Величаво и медленно ступая, потому что питон даже без единого звука внутри оказался тяжелым, Бочкина прошла за перегородку, собираясь предстать перед мужем в полной красе. Муж складывал вещи для стирки и не удосужился взглянуть на захваченную блестящей змеей супругу. К счастью, перед губами Бочкиной призывно блестел медный мундштук, оставалось только дунуть в него.

«Ду-ду!» — раздался низкий устрашающий звук, от которого зыбкая бочка содрогнулась, и на миг показалось, что стягивающие ее ржавые обручи лопнут.

«Дочка проснулась, — обрадовался дождь. — Меня зовет: „До-до!”»

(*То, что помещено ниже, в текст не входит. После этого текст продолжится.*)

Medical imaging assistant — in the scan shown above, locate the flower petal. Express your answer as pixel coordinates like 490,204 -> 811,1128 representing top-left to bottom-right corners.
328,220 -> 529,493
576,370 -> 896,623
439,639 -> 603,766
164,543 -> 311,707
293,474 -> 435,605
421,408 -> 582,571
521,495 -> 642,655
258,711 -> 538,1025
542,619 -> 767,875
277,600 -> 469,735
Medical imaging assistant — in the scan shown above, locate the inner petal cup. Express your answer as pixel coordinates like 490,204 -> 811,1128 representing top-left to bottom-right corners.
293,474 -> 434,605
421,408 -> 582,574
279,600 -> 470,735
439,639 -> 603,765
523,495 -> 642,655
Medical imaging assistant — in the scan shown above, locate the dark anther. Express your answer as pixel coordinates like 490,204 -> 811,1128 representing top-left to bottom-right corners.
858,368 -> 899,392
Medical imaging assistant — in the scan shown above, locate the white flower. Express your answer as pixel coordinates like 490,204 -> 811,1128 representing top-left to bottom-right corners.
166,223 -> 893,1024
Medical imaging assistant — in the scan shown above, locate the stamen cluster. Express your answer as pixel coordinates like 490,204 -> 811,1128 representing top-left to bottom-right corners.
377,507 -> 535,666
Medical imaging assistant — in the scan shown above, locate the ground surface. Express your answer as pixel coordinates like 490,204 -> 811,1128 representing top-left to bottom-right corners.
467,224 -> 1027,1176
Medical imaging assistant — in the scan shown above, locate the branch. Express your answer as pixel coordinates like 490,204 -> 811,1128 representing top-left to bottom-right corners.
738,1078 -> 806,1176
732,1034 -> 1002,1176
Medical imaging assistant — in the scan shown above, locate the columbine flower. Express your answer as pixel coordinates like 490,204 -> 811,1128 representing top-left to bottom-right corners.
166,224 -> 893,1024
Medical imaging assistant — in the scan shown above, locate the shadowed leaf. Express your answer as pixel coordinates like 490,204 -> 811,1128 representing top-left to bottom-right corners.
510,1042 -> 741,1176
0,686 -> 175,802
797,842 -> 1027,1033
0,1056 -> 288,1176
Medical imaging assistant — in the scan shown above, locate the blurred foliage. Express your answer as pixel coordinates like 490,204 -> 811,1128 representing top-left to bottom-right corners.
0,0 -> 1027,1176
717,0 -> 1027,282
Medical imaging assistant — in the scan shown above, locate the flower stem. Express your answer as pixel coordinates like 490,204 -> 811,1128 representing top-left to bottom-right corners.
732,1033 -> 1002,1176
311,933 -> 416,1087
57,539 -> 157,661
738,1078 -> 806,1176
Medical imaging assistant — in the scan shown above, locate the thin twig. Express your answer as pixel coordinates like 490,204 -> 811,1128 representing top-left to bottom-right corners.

По-другому отреагировала самозваная жаба, обитавшая в протоке. «Неужели появилось еще одно земноводное с таким же великолепным голосом, как у меня? — подумала она. — Придется выступать с ней дуэтом или сжить ее со света!»

Только мичман Бочкин не восхитился и не удивился. На секунду оторвавшись от своего занятия, он покосился на жену, опоясанную зычноголосым чудовищем, и хладнокровно изрек:

— Не бей хвостом по палубе!


Раньше Бочкин служил в подводном флоте. Попасть туда считалось большой честью. Дело в том, что весь подводный флот Прямой Реки состоял из одной лишь подлодки, сделанной инженерами-мечтателями из нержавеющего цилиндра, заброшенного большунами в камыш.

Злые языки говорили, что прежде в цилиндре развозили пиво, поэтому никакие заклятия не могли истребить из подлодки хмельной аромат. Но это только увеличивало опасности подводной службы: постоянно вдыхая застоявшийся пивной запах, матросы, сходя на берег или увольняясь в запас, уже не могли обходиться без пива. А некоторым требовались напитки покрепче.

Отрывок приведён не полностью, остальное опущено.